DimName = ‘account1’;
IF( SubsetExists(DimName,SubName) = 1 );
 SubsetDestroy(DimName,SubName);
ENDIF;
SubsetCreate(DimName,SubName);
SubsetElementInsert(DimName,SubName,’Units’,1);
ViewSubsetAssign(CubeName, ViewName, DimName, SubName);
Now that we have the code which will create a view of all the data in the cube, then filter that by the Budget Scenario we need to save this TI Process and execute it. This will create the view so that we can use it as a data source.

Setting the Data source

  1. Click on the Data source tab within the Turbo Integrator Editor and set the Type to Cube View.
  2. Select your cube and view.
  3. Click ‘Preview’ for good measure, check that the filter (Subset) you assigned has taken effect. If it hasn’t you have made a mistake with the code.

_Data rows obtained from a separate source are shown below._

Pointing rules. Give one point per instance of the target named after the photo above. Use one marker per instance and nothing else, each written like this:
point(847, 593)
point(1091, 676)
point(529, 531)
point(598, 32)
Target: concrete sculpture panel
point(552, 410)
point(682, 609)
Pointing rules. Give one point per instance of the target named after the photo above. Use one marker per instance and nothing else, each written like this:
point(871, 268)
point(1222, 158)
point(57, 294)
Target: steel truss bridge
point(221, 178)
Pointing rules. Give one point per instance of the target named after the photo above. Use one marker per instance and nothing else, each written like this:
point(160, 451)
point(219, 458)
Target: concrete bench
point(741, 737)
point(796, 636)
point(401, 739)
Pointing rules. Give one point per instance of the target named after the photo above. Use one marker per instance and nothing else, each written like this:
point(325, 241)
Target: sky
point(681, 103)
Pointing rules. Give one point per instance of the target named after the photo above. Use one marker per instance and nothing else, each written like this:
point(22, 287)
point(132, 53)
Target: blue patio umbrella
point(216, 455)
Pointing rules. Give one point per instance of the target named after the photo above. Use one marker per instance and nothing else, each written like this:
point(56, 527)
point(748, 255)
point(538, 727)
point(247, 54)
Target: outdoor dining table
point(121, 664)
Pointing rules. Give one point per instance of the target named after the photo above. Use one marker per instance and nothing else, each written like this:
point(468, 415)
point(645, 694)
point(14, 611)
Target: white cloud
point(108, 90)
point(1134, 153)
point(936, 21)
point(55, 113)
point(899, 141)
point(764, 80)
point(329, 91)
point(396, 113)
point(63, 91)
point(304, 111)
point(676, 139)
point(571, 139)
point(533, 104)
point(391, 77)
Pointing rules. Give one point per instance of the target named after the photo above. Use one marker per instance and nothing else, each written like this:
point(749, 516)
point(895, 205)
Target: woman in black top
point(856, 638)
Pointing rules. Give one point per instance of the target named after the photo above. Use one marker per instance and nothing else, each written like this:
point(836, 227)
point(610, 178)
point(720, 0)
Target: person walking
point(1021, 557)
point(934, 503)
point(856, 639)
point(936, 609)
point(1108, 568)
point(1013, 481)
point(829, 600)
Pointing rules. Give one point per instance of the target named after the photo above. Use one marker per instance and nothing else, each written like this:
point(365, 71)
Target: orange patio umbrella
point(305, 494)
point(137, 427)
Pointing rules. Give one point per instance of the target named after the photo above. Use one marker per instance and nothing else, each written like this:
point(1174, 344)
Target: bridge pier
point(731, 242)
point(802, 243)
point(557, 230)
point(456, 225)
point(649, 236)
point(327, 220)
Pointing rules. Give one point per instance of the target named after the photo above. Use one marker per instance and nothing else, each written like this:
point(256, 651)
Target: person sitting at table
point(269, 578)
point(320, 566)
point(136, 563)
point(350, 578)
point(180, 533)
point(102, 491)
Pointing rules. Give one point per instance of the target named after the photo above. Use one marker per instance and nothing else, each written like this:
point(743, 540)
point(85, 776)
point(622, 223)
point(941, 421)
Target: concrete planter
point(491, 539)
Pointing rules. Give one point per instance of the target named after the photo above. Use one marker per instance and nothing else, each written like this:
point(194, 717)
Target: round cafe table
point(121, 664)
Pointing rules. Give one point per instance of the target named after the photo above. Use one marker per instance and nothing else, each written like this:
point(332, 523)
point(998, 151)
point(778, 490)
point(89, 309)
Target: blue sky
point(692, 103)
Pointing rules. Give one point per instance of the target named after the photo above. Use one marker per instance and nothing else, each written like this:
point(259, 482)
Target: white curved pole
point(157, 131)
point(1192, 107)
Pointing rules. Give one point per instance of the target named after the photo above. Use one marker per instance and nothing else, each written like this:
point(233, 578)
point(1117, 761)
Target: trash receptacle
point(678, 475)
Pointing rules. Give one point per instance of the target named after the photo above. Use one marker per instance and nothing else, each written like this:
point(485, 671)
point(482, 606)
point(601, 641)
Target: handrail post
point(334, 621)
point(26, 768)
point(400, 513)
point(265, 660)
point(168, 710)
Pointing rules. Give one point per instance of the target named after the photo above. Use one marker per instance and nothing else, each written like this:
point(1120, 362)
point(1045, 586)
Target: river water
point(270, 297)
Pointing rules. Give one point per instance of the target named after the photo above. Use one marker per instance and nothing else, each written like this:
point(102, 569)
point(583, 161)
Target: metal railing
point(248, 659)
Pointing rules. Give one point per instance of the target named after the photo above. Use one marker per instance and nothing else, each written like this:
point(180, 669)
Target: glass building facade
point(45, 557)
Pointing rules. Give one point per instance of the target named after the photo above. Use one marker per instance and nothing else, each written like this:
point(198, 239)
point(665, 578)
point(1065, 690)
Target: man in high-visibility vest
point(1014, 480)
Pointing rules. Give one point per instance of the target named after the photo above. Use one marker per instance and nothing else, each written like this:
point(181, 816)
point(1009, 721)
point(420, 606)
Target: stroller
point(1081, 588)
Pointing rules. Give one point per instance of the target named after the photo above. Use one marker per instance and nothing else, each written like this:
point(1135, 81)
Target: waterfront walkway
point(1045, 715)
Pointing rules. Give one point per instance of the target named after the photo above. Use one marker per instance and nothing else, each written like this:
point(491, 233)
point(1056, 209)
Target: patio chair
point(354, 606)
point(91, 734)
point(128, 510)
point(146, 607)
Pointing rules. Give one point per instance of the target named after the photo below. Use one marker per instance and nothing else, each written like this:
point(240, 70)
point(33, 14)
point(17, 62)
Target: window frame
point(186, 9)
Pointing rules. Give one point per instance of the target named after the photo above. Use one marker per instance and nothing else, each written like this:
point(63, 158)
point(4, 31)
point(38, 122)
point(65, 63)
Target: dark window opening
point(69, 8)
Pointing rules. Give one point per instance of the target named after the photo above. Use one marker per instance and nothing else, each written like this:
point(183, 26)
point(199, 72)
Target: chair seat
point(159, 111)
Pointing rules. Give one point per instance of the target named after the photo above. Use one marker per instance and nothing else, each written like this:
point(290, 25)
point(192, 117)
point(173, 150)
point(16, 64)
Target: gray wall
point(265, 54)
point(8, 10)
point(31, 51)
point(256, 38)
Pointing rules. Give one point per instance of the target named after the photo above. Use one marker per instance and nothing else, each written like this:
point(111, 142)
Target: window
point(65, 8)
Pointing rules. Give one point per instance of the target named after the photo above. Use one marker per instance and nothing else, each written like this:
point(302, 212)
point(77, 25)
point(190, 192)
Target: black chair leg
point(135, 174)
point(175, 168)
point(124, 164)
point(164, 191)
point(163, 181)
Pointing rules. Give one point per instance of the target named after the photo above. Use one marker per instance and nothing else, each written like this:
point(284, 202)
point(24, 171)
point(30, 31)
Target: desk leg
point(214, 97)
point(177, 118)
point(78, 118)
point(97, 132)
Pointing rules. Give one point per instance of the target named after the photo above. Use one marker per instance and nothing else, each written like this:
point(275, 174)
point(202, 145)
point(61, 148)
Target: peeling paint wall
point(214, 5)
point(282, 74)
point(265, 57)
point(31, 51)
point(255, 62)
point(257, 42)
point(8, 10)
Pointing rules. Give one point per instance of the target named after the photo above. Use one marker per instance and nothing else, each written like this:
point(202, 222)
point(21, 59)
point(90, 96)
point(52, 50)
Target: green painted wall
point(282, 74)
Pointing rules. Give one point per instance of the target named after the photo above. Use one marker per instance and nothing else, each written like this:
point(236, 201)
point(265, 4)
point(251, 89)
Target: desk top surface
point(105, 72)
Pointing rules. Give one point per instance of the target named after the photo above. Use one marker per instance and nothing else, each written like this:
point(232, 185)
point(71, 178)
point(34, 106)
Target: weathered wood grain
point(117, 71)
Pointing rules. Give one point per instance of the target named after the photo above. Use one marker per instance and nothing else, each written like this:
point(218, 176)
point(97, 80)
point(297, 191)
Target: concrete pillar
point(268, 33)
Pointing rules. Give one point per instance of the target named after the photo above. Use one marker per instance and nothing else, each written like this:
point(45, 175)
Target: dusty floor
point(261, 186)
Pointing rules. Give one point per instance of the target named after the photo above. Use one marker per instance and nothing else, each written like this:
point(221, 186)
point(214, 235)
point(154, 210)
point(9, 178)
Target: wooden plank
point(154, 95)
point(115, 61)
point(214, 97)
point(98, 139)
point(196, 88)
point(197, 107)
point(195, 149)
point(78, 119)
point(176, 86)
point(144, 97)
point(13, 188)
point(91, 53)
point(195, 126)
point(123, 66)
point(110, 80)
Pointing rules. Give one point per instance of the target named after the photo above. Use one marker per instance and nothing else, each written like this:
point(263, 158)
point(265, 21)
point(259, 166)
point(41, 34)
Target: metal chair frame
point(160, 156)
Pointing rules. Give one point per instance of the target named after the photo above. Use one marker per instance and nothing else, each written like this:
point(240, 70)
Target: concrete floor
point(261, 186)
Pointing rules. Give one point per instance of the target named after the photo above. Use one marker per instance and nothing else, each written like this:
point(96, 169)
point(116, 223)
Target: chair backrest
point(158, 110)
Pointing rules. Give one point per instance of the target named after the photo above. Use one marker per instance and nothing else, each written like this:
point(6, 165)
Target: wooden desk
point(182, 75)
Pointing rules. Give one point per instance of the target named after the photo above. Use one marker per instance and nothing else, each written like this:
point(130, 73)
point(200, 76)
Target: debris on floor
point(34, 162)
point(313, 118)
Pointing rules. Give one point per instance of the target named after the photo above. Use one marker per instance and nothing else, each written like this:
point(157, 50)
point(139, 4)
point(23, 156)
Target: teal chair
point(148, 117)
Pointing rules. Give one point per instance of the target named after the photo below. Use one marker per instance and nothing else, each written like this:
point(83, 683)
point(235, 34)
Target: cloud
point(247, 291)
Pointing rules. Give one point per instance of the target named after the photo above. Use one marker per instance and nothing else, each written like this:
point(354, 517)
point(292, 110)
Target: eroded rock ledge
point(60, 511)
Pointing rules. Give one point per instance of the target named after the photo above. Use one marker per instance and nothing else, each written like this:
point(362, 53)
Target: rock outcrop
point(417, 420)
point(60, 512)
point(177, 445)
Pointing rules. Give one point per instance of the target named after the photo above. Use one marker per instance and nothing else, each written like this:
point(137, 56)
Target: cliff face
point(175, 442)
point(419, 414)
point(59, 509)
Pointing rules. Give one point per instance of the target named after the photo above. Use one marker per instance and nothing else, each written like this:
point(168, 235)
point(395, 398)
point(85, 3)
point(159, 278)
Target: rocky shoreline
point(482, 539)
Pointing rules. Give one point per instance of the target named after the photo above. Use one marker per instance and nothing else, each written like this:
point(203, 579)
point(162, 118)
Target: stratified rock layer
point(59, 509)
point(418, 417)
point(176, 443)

  1. Click on the ‘Variables’ Tab, You will be prompted to update or leave the variables as they are.
  2. Chose “Keep Derived Variables Only”

  1. You will now see a list of the fields/columns of the view you made earlier. You can name each field as you want.
  2. Change the ‘Contents’ Column of each field/variable to ‘Other’
 
You have now defined your Source Data for the Process; the next step is to prepare your destination. For this tutorial I will be sending the data into a MySQL Database via DSN ODBC. Note: DSN ODBC is a must for this process; you cannot use an ADO Connection String. I wont cover setting up an DSN ODBC connection as there are thousands of tutorials covering this already.
For the purposes of opening a connection to the output database and closing that connection when we are done with it we will be using the two functions ODBCOpen & ODBCClose.
Within the Prolog Procedure add the Connection Open Function with the DNS and credentials. Within the Epilog close the connection.
Now we can write the code which first retrieves the cost and revenue of the sales. Then creates an SQL statement to push this into the destination table and finally uses the ODBCOutput function to execute the statement against the destination database.
 
The result is that the contents of your view are transferred to the destination table.
Presently if we were to run this process multiple times the data would be duplicated within the destination table. We can solve that by clearing the table before we start. Although this may be suitable for my tutorial process, this kind of statement is not very practical in a business environment.
To clear the table I will be using the SQL ‘DELETE FROM’ Statement. I do this in the Prolog after connecting to the ODBC Output Database.

This concludes the Tutorial. Please note that tables and cubes are hardly ever the same between two implementations, especially if done by different Consultancies, Freelance Consultants or even when done by the vendor. As a result any ETL style process will need to be adjusted according to the structures holding the business data.